The reactor essentially provides a more advanced set of programming abstractions, simplifying the design and implementation of event-driven distributed applications. In addition, the reactor integrates multiple separation of several different kinds of events into Easy-to-use APIs. In particular, the reactors deal with timer-based events, signal events, events based on I/O port monitoring, and user-defined notifications uniformly.
The reactors in ACE work in conjunction with several internal and external components. The basic concept is that the reactor framework detects events (by listening on the OS Event multiplexing interface) and emits a "callback" (callback) for the methods in the Pre-registration event handler (event handler) object. This method is implemented by the application developer, which contains the specific code that is used to handle this event.
using Ace's reactors,There are only a few steps:
Create an event handler to handle an event that is of interest to him.
Registered on the reactor, the notice said that he was interested in handling an event while passing the pointer to the reactor of the event handler he wanted to handle the event.
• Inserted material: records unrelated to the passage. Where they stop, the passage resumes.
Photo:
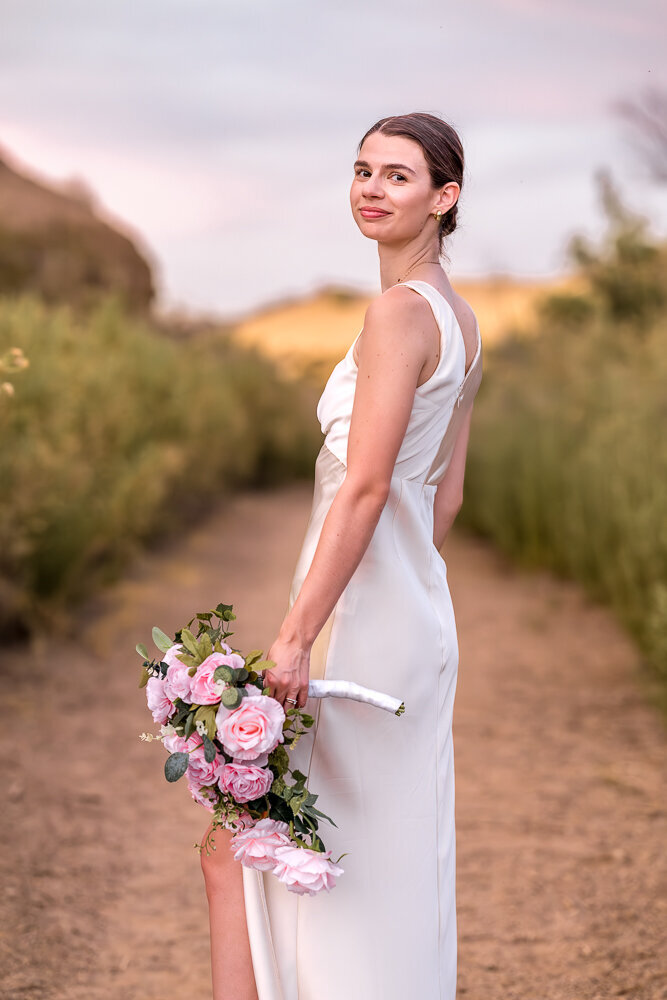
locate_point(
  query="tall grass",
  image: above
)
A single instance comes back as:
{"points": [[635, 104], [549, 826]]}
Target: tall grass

Subsequently the reactor framework will automatically:
Maintain some tables internally, associating different event types with event handler objects.
The reactor issues a callback to the corresponding method in the processor when an event that the user has enlisted occurs.
The reactor mode is implemented as the Ace_reactor class in Ace, which provides the functional interface of the reactor framework.
As mentioned above, the reactor uses the event handler object as a service provider. A related callback method that records specific events for an event handler within the reactor. When these events occur, the reactor creates an association of this event with the corresponding event handler.
Event handlers
Event handlers are objects in the list of objects that need to be changed by polling for events, as in the example above, the connected client, each client can be viewed as an event handler.
Callback Event
Is the event supported by the reactor, such as socket read-ready, write-ready. Take the example above, if a client (event handler) registers a read-ready event in the reactor, the client's data-readable callback function is triggered when the client sends a message to the server.
In the reactor framework, all application-specific event handlers must be derived from the Ace_event_handler abstract interface class. You can implement the associated callback method by overloading the appropriate "Handle_" method.
There are basically three steps to using Ace_reactor:
Create Ace_event_handler subclasses and implement the appropriate "Handle_" method in them to handle the type of event you want this event handler to serve.
Of the reactor object by calling theRegister_handler (), register your event handler with the reactor.
When an event occurs, the reactor automatically recalls the appropriate Handle_ "method for the appropriate event handler object."